Last month, Harrington claimed she’d won the seat because Grant didn’t file to run for office with his residential address, as law requires, and therefore the Republican Party didn’t have a nominee.
But Since Grant, who technically won the primary unopposed, withdrew from the race to become Florida’s Chief Information Officer, the Republican Party was able appoint Traci Koster as its nominee. Koster, Tampa lawyer known for her pro bono work only has a few months to convince voters she’s the best choice.
During the Tiger Bay forum, the two shared some similar stances on things like accountability for charter schools.
“Accountability is important,” Koster said. “Accountability to parents, our students, our taxpayers.”
Harrington added: “The problem is is that we are allowing unaccountable for-profit schools to slip into the system and their bottom line is money. It’s not our children.”
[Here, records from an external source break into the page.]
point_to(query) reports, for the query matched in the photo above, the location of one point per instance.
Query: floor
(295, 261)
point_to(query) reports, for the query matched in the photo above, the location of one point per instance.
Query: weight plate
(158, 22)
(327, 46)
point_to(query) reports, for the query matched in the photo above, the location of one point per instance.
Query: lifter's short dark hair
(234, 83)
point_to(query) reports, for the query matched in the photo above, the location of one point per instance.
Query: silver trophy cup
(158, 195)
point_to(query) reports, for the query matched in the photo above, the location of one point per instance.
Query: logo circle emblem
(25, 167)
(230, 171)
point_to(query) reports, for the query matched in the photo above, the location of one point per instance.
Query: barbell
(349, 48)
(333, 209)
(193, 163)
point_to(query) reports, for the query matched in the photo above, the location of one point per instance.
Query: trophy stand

They also agreed that education and health care would be priorities in Tallahassee, but differed on what that meant.
Koster said she wouldn’t support Medicaid expansion because giving too many people access to healthcare would erode quality care.
“We need to focus on not just affordable care but quality care,” she said. “If we open up the healthcare to everybody we have a quality problem. We’re gonna have a shortage of doctors to handle the volume and it’s going to lower the quality of our healthcare.”
While Harrington said she’d support it because everyone deserves that access.
“Yes, I would expand Medicaid for 800,000 Floridians,” she said. “No person should die or go bankrupt because they can’t afford their healthcare.”
One of the starkest areas of contrast was how the two felt about Governor Ron DeSantis’s response to COVID-19.
Koster praised DeSantis.
“I think the Governor did a great job handling COVID-19,” Koster said.
And said Florida is ready to get its economy moving again.
“Now is the time to get the state back open,” she added.
Harrington said DeSantis fumbled in his response.
“We have examples and cases of the numbers being hidden from the public to make it seems as if the numbers looked better than they did,” she said. “This is a complete mishandling of this pandemic. But we can get back on track making sure we are social distancing, we continue to wash our hands, we wear our masks. We can beat this pandemic if we work together.”
Prior to resigning his position, Jaime Grant has held the District 64 seat since it was redrawn in 2012. The district went for Barack Obama in 2008 and 2012 but chose Trump in 2016. Redistricting caused the district has begun to lean further right, creating a challenge for Democrat Harrington, who unsuccessfully ran against Grant in 2018.
But with less than three months to campaign, Koster falls behind Harrington in fundraising and recognition among her constituents.
The fate of District 64 will be decided when the two face off in the general election on Nov. 3.